D’autres affaires suivirent ; à chaque fois, le futur Garde des Sceaux éloigna des noms de l’épitaphe. Badinter sentait pourtant que sa tâche dans les tribunaux se faisait de plus en plus âpre, à mesure que les années s’écoulaient. Aussi décida-t-il, un jour de mai 1981, d’accepter la proposition du nouvellement élu François Mitterrand de le nommer ministre de la Justice. La voie était enfin ouverte vers l’abolition « pure, simple et définitive », d’après le mot de Hugo si cher à l’avocat. Le 9 octobre 1981, devant une chambre acquise mais une opinion publique hostile à l’abolition, Robert Badinter prononça un discours qui restera inscrit dans les mémoires de la République. Convoquant devant les députés les engagements et les paroles de Hugo, Camus, Gambetta, Clémenceau ou Jaurès, il opposa aux partisans de la sentence capitale l’humanité : celle de la justice, la rendant faillible, mais aussi celle des condamnés, et l’impossibilité, pour quiconque, d’être pleinement responsable de ses actes.
Dans les bancs de l’Assemblée, un silence prolongé, suivi d’un vote, eurent raison de la
peine de mort en France.

La défense de la « dignité de la personne humaine »
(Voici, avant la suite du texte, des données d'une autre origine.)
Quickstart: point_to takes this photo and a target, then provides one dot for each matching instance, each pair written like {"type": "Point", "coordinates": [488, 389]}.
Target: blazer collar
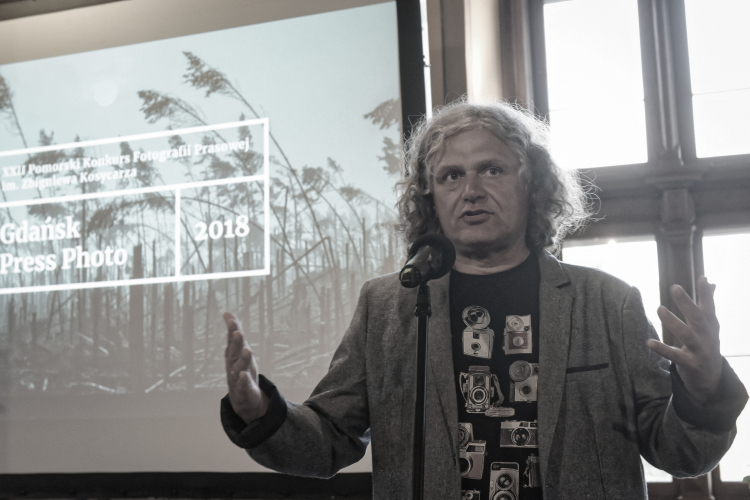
{"type": "Point", "coordinates": [556, 299]}
{"type": "Point", "coordinates": [440, 353]}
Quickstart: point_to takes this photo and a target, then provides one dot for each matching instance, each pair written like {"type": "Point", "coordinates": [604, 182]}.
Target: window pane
{"type": "Point", "coordinates": [718, 43]}
{"type": "Point", "coordinates": [725, 261]}
{"type": "Point", "coordinates": [595, 83]}
{"type": "Point", "coordinates": [636, 263]}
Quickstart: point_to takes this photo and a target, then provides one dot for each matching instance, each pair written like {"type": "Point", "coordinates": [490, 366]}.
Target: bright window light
{"type": "Point", "coordinates": [725, 262]}
{"type": "Point", "coordinates": [718, 44]}
{"type": "Point", "coordinates": [595, 85]}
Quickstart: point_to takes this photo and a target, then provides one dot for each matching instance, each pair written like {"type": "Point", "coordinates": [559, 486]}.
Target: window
{"type": "Point", "coordinates": [719, 42]}
{"type": "Point", "coordinates": [725, 258]}
{"type": "Point", "coordinates": [651, 99]}
{"type": "Point", "coordinates": [594, 73]}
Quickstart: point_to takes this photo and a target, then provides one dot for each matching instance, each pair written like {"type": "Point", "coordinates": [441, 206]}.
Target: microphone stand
{"type": "Point", "coordinates": [422, 311]}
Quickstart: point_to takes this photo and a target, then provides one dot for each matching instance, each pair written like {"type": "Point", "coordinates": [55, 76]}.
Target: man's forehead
{"type": "Point", "coordinates": [478, 144]}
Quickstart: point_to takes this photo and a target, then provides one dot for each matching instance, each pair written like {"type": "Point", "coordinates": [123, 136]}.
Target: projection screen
{"type": "Point", "coordinates": [163, 162]}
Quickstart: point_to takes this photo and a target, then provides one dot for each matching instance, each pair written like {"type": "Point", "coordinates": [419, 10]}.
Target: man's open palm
{"type": "Point", "coordinates": [247, 398]}
{"type": "Point", "coordinates": [698, 361]}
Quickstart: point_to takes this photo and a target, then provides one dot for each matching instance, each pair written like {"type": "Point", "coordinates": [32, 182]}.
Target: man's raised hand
{"type": "Point", "coordinates": [247, 398]}
{"type": "Point", "coordinates": [698, 361]}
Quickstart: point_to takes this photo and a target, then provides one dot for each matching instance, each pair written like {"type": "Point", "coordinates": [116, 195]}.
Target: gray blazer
{"type": "Point", "coordinates": [594, 421]}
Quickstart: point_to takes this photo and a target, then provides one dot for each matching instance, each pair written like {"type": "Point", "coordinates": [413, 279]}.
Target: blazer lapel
{"type": "Point", "coordinates": [555, 311]}
{"type": "Point", "coordinates": [440, 353]}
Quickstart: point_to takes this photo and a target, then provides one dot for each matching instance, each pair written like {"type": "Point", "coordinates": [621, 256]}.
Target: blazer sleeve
{"type": "Point", "coordinates": [330, 430]}
{"type": "Point", "coordinates": [675, 433]}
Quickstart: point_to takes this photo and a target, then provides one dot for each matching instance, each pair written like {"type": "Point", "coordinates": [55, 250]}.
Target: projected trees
{"type": "Point", "coordinates": [327, 237]}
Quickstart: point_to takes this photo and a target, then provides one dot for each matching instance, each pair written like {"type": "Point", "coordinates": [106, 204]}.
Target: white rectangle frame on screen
{"type": "Point", "coordinates": [176, 188]}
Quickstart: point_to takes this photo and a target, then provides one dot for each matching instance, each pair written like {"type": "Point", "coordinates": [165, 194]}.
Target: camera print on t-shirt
{"type": "Point", "coordinates": [478, 340]}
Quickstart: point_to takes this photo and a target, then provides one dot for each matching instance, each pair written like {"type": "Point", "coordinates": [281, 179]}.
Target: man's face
{"type": "Point", "coordinates": [480, 199]}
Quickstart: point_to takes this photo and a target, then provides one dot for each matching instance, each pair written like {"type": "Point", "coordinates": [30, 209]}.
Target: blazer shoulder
{"type": "Point", "coordinates": [589, 278]}
{"type": "Point", "coordinates": [385, 287]}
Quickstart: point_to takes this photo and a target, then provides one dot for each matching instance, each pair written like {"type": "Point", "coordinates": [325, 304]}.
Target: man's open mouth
{"type": "Point", "coordinates": [469, 213]}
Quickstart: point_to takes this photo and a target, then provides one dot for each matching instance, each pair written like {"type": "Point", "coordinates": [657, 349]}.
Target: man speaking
{"type": "Point", "coordinates": [545, 380]}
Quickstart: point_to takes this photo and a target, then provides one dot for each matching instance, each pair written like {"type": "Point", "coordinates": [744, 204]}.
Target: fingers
{"type": "Point", "coordinates": [675, 325]}
{"type": "Point", "coordinates": [233, 324]}
{"type": "Point", "coordinates": [688, 308]}
{"type": "Point", "coordinates": [706, 297]}
{"type": "Point", "coordinates": [235, 338]}
{"type": "Point", "coordinates": [673, 354]}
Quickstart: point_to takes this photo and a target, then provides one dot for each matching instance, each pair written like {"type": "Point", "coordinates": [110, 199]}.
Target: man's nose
{"type": "Point", "coordinates": [474, 189]}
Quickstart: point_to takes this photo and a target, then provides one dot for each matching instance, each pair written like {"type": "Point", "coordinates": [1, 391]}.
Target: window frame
{"type": "Point", "coordinates": [674, 192]}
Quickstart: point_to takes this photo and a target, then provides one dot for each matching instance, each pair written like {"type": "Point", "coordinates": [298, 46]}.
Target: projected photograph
{"type": "Point", "coordinates": [148, 188]}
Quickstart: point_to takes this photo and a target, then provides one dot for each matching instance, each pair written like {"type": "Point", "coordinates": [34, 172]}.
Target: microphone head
{"type": "Point", "coordinates": [440, 243]}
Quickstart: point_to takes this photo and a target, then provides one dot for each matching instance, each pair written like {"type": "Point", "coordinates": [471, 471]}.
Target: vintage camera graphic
{"type": "Point", "coordinates": [465, 435]}
{"type": "Point", "coordinates": [478, 339]}
{"type": "Point", "coordinates": [517, 335]}
{"type": "Point", "coordinates": [518, 434]}
{"type": "Point", "coordinates": [504, 481]}
{"type": "Point", "coordinates": [478, 388]}
{"type": "Point", "coordinates": [533, 479]}
{"type": "Point", "coordinates": [471, 460]}
{"type": "Point", "coordinates": [523, 385]}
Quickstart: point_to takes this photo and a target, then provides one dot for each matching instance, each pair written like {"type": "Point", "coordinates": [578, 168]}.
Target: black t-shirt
{"type": "Point", "coordinates": [495, 332]}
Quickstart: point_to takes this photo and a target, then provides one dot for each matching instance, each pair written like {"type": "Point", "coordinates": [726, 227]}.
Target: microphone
{"type": "Point", "coordinates": [431, 256]}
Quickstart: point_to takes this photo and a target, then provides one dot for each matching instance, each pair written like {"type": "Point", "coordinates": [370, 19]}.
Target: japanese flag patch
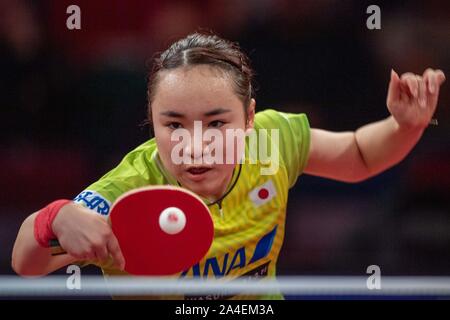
{"type": "Point", "coordinates": [263, 193]}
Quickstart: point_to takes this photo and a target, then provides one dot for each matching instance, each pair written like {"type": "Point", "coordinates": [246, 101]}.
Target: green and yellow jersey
{"type": "Point", "coordinates": [249, 227]}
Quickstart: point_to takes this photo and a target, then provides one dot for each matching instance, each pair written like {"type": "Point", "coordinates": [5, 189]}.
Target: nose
{"type": "Point", "coordinates": [194, 149]}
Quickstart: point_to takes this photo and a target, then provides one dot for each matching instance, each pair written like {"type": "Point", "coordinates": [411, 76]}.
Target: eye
{"type": "Point", "coordinates": [216, 124]}
{"type": "Point", "coordinates": [174, 125]}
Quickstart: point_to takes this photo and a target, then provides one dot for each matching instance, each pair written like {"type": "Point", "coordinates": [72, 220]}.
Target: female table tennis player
{"type": "Point", "coordinates": [206, 78]}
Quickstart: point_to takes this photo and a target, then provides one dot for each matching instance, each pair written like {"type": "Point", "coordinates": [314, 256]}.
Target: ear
{"type": "Point", "coordinates": [250, 116]}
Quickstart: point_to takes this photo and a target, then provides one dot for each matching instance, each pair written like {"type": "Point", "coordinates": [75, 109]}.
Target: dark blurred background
{"type": "Point", "coordinates": [73, 103]}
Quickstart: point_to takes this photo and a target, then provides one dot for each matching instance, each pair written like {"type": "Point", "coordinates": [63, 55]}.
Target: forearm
{"type": "Point", "coordinates": [384, 143]}
{"type": "Point", "coordinates": [29, 258]}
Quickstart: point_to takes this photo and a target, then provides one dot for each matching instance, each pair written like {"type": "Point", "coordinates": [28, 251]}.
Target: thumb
{"type": "Point", "coordinates": [394, 90]}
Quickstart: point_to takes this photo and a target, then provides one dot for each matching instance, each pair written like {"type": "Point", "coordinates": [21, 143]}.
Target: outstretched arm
{"type": "Point", "coordinates": [355, 156]}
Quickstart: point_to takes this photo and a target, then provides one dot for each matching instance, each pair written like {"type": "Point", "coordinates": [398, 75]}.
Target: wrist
{"type": "Point", "coordinates": [43, 224]}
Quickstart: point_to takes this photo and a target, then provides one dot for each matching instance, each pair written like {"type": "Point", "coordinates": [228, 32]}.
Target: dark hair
{"type": "Point", "coordinates": [202, 48]}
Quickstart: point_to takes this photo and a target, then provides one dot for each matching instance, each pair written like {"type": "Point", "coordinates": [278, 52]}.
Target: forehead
{"type": "Point", "coordinates": [195, 87]}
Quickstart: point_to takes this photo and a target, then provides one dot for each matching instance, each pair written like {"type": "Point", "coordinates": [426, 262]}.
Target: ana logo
{"type": "Point", "coordinates": [94, 201]}
{"type": "Point", "coordinates": [263, 193]}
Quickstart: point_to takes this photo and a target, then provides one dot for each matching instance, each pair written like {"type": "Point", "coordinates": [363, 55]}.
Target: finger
{"type": "Point", "coordinates": [440, 76]}
{"type": "Point", "coordinates": [422, 92]}
{"type": "Point", "coordinates": [394, 92]}
{"type": "Point", "coordinates": [116, 253]}
{"type": "Point", "coordinates": [410, 81]}
{"type": "Point", "coordinates": [429, 76]}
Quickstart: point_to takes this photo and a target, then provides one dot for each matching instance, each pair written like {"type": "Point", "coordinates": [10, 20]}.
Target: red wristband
{"type": "Point", "coordinates": [43, 232]}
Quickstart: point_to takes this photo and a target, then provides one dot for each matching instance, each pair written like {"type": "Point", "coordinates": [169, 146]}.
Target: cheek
{"type": "Point", "coordinates": [164, 143]}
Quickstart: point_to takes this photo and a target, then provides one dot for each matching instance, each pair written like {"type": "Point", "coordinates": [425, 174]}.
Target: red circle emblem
{"type": "Point", "coordinates": [263, 193]}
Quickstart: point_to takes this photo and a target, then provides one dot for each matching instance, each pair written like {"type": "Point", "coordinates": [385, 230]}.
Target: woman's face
{"type": "Point", "coordinates": [199, 93]}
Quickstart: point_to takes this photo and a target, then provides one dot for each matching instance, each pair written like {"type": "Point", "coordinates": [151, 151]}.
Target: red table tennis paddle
{"type": "Point", "coordinates": [162, 230]}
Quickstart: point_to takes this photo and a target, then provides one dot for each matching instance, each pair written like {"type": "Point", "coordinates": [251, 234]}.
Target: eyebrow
{"type": "Point", "coordinates": [213, 112]}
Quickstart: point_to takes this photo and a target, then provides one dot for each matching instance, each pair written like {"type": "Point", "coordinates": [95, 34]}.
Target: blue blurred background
{"type": "Point", "coordinates": [73, 102]}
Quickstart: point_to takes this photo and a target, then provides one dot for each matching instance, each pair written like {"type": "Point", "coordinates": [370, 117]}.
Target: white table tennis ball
{"type": "Point", "coordinates": [172, 220]}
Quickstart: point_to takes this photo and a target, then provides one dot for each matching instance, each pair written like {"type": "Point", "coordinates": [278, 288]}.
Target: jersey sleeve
{"type": "Point", "coordinates": [294, 139]}
{"type": "Point", "coordinates": [132, 172]}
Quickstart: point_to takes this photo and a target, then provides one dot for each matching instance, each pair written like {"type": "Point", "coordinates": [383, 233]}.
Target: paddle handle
{"type": "Point", "coordinates": [56, 248]}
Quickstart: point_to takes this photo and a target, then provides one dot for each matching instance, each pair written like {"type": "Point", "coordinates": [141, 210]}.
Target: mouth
{"type": "Point", "coordinates": [197, 173]}
{"type": "Point", "coordinates": [198, 170]}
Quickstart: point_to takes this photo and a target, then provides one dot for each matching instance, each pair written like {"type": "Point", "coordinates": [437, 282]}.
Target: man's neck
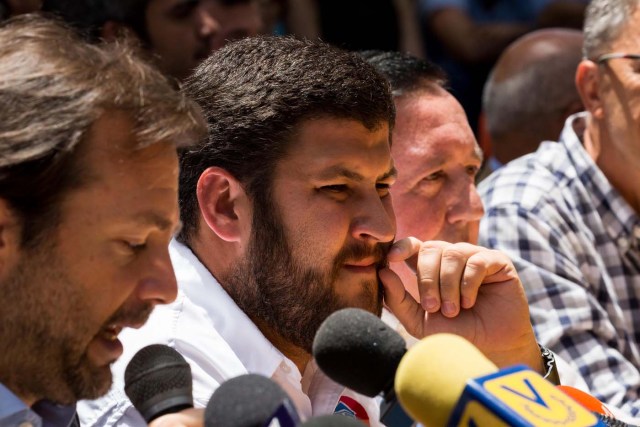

« Les morts étaient sa conscience », déclarait Emmanuel Macron lors de l’hommage national rendu à celui qui fit disparaitre celle-ci du droit français, en évoquant la trace profonde laissée par l’arrestation puis la déportation de plusieurs membres de sa famille parce que juifs par la Gestapo. De cette douleur, indicible, presque jamais évoquée dans sa longue vie, Robert Badinter fit naître un engagement profond pour le respect de la personne humaine contre toutes les formes de discriminations et de violences. En 2019, déjà, face à la montée des actes d’antisémitisme en France, l’ancien avocat exprimait son sentiment « d’indignation », évoquant son enfance et la récurrence des représentations antisémites dans le temps. Président du Conseil constitutionnel de 1986 à 1995, Robert Badinter participa à l’introduction dans le droit français du principe de « dignité de la personne humaine » comme principe à valeur constitutionnelle. Il joua également un rôle majeur, aux côtés de Gisèle Halimi, dans la dépénalisation de l’homosexualité, notamment par le biais de la loi du 4 aout 1982, qui abrogea des dispositions discriminatoires héritées du régime de Vichy.
Cet engagement s’est aussi traduit, dans la vie de Robert Badinter, par une implication fondamentale dans les questions de droits humains au niveau international. Quelques jours avant l’abolition de la peine de mort, Badinter participa, fait moins connu, à une avancée
majeure en termes de protection des droits de l’Homme : par la loi du 2 octobre 1981, il permit l’introduction dans le droit français du recours individuel devant la Cour européenne des droits de l’Homme, permettant entre autres à tout citoyen français de saisir la Cour en cas d’épuisement des voies de recours nationales, actant de ce fait la pleine intégration de la France dans la Convention. Dans les années 1990, à la suite des guerres de Yougoslavie, Robert Badinter présida la Commission d’arbitrage de la Conférence de paix sur la Yougoslavie, institution ayant pour but de conseiller la Commission européenne dans la gestion de la situation politique et juridique à l’issue du conflit. La « Commission Badinter » proposa notamment une définition de l’Etat encore utilisée aujourd’hui dans les universités.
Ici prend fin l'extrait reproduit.